Topical Steroid Withdrawal (TSW) is a condition that can occur when topical steroids, such as creams or ointments, are used for an extended period of time. It may result in the worsening of skin symptoms and the appearance of new ones. Symptoms of TSW include redness, itching, dryness, burning sensation on the skin and even blistering.
While these symptoms can be easily treated with topical steroids initially, long-term use leads to more serious issues like permanent discoloration and thinning of the skin — also known as steroid atrophy — which cannot be reversed without proper treatment.
1. What is Topical Steroid Withdrawal?
Topical steroid withdrawal is a condition where the body begins to experience adverse reactions from topical steroids, especially corticosteroids, which are commonly used to treat skin conditions.
Symptoms of topical steroid withdrawal can include redness, swelling, scaling, and itching in areas that were previously treated with topical steroids. These symptoms may appear quickly after ceasing use of the drug or even months later. The exact cause of this reaction is unknown but some believe it could be caused by changes in hormones or an imbalance in the immune system response due to prolonged use of topical steroids.
In any case, if someone has been using topical steroids for more than one month and experiences any sort of sudden symptom change they should seek medical advice as soon as possible so treatment can be provided accordingly.
2. Symptoms of Topical Steroid Withdrawal
Symptoms of Topical Steroid Withdrawal can vary depending on the severity and duration of topical steroid use, as well as other factors. Common symptoms include redness, swelling, itching or burning sensations on the skin, a feeling of tightness in the skin, and thinning of the epidermis. Blistering may occur in more extreme cases.

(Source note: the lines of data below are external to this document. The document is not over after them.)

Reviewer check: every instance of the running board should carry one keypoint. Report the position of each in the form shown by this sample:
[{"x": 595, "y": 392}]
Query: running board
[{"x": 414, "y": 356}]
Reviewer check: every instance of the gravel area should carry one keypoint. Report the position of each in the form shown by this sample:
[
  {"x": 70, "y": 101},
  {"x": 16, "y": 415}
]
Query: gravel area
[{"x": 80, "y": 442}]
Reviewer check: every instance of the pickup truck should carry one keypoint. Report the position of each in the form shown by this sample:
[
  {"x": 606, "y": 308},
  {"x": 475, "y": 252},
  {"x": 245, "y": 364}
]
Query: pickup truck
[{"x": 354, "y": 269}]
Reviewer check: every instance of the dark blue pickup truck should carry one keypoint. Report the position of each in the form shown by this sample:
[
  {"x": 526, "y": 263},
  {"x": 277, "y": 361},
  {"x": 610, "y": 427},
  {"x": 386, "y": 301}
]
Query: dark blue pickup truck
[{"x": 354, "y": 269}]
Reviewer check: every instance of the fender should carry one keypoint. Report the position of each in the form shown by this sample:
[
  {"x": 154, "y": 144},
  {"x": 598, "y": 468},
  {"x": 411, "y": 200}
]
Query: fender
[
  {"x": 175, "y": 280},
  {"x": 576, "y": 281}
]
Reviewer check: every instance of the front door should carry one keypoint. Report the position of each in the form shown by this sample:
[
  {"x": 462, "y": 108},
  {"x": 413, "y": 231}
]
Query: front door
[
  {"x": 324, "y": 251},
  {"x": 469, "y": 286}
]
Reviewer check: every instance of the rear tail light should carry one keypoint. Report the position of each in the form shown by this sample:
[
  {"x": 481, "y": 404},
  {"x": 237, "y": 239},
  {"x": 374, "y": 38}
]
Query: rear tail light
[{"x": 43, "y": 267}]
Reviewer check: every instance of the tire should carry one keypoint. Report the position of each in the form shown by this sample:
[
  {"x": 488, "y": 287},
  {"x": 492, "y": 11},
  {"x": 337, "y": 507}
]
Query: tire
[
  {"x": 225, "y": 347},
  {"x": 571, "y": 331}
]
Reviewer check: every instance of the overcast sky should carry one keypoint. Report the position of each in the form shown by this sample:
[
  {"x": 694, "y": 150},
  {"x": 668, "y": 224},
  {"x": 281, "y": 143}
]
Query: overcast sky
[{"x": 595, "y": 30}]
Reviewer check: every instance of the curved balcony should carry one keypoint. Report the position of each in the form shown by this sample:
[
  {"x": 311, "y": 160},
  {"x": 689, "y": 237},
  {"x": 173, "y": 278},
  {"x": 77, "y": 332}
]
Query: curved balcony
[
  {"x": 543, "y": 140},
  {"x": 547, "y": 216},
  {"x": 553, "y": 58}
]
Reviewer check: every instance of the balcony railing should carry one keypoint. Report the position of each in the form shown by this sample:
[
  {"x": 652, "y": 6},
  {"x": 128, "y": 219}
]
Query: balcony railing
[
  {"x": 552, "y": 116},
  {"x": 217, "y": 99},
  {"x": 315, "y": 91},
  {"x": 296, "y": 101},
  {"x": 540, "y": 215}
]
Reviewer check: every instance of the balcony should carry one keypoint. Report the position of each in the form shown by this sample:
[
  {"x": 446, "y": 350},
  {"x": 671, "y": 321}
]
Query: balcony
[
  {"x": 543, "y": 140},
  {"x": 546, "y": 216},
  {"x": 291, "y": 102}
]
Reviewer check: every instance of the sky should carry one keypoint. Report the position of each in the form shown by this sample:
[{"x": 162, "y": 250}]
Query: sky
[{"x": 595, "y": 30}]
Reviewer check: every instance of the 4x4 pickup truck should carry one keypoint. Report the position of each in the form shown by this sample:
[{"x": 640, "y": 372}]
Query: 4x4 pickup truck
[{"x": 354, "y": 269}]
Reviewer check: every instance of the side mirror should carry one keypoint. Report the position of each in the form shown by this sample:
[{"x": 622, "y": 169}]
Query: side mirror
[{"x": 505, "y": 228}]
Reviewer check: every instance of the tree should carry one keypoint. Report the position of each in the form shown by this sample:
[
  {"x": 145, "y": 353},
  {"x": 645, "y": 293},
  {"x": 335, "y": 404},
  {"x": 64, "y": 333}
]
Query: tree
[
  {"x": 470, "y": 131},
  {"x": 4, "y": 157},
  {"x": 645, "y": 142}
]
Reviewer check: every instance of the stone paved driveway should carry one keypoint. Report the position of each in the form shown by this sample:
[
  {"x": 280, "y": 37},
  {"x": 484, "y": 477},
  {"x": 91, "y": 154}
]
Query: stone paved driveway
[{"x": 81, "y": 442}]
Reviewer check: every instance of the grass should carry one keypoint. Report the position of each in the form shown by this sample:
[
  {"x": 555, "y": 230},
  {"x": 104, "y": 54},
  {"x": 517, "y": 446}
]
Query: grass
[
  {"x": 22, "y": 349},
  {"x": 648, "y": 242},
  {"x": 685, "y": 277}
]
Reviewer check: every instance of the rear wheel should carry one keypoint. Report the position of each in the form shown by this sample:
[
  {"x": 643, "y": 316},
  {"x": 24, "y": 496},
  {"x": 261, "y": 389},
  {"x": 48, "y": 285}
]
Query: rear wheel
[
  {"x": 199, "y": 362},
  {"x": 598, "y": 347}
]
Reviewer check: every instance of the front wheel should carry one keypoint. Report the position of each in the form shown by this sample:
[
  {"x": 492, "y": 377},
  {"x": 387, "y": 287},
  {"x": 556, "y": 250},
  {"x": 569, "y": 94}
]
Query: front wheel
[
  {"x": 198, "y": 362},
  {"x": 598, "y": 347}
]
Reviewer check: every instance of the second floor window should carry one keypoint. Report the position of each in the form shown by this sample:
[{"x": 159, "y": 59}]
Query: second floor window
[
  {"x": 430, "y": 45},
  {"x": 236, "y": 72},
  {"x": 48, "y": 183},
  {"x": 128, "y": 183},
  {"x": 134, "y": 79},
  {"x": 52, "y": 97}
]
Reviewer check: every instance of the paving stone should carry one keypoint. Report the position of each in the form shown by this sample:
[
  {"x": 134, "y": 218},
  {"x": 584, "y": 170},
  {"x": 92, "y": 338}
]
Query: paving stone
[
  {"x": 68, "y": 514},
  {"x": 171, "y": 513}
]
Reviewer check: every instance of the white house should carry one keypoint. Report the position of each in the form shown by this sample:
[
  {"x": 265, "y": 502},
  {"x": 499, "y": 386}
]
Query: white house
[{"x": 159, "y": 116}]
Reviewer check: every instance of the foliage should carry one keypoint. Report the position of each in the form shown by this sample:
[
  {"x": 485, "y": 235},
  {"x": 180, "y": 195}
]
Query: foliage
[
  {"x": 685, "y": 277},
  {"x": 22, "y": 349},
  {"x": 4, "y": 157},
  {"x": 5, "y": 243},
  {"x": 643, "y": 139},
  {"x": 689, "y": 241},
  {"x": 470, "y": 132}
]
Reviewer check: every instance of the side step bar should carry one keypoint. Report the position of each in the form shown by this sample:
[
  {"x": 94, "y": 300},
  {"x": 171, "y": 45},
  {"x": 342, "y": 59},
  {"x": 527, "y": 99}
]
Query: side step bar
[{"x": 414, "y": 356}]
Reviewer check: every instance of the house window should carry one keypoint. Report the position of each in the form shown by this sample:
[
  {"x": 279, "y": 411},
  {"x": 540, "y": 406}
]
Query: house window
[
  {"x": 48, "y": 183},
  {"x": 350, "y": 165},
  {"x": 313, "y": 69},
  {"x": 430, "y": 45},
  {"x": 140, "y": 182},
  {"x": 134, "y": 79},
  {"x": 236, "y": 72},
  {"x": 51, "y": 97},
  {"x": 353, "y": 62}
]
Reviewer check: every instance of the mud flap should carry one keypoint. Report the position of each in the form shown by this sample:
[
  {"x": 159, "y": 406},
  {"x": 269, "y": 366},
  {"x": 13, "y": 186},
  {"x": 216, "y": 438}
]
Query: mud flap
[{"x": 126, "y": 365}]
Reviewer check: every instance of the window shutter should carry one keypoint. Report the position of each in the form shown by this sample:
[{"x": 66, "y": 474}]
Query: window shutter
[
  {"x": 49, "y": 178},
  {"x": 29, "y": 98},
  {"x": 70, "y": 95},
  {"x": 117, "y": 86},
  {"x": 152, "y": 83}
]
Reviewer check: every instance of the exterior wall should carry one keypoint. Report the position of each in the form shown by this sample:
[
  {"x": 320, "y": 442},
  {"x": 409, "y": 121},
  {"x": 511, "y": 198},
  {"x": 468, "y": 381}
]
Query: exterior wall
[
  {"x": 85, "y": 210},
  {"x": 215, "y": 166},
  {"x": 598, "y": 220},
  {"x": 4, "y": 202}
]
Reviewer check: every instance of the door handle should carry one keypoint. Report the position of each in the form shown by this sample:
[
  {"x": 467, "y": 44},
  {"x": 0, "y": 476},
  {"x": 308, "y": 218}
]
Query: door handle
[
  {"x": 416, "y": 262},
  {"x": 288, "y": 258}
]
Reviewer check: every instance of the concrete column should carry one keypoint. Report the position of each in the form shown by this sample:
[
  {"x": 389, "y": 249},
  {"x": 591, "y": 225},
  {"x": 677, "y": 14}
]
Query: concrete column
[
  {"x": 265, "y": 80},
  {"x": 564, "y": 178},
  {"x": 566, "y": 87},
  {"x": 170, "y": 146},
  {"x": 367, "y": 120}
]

Other symptoms may include bumps on the face that resemble acne; changes to hair color and texture; flares that are especially itchy when exposed to heat or sweat; increased sensitivity to fragrances, cosmetics, and other substances; darkening or lightening of certain patches of skin; “flare-ups” with no visible cause known as an idiopathic flare-up; and purpura, which is characterized by reddish-purple spots that appear due to bleeding under the skin.
3. Causes of Topical Steroid Withdrawal
Topical steroid withdrawal (TSW) can be caused by various factors. It is often the result of long-term use or overuse of topical steroids, which are medications applied to the skin to reduce inflammation and irritation.

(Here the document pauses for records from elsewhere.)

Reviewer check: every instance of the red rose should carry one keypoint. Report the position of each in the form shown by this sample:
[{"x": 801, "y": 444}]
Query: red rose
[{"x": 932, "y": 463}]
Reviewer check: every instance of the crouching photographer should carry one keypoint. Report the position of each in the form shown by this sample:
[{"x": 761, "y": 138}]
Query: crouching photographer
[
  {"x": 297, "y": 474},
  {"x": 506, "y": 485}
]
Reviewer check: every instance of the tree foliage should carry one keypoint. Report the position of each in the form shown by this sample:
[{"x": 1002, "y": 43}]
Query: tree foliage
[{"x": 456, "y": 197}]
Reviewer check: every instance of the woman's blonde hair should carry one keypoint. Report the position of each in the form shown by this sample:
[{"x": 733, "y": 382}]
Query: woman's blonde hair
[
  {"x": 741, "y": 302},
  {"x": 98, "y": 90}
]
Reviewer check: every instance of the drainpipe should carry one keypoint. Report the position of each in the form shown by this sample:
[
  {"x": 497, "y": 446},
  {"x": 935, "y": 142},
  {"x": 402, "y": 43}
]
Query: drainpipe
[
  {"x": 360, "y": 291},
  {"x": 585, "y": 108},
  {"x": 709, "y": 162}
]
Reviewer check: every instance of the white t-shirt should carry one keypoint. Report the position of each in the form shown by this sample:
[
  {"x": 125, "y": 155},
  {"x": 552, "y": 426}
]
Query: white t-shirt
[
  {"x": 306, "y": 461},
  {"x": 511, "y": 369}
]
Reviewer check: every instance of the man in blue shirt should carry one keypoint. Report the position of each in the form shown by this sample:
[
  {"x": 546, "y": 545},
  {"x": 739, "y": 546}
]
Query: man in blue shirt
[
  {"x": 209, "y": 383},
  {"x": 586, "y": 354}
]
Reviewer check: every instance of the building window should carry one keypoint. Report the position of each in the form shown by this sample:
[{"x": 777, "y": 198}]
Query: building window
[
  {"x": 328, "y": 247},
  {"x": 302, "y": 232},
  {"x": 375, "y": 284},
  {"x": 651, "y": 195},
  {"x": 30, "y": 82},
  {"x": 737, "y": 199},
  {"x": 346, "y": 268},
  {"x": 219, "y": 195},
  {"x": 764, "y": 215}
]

Other possible causes include an allergic reaction to topical steroids or a change in hormones, such as during pregnancy or menopause. In some cases, TSW may also occur if a person stops using their topical steroid abruptly without tapering off gradually.
Additionally, it is possible for people with certain underlying conditions like eczema and psoriasis to experience TSW even when they continue using their prescribed medication as directed by their healthcare provider.
4. Diagnosing and Treating Topical Steroid Withdrawal
The diagnosis of topical steroid withdrawal is based on the patient’s signs, symptoms, and history. Generally, doctors will look for a pattern of signs and symptoms that point toward topical steroid addiction or withdrawal. The severity of these signs can range from mild to severe depending on the individual’s condition.
A careful examination should be conducted in order to determine if there are any underlying conditions contributing to the current state such as eczema or psoriasis flare-ups. Treatment often involves discontinuing all use of topical steroids while gradually reintroducing them back into your skincare routine with close monitoring by a doctor or dermatologist.
In more serious cases, additional treatments may be needed such as systemic steroids, antibiotics, moisturizers or light therapy which helps reduce inflammation and soothe irritated skin caused by TSW.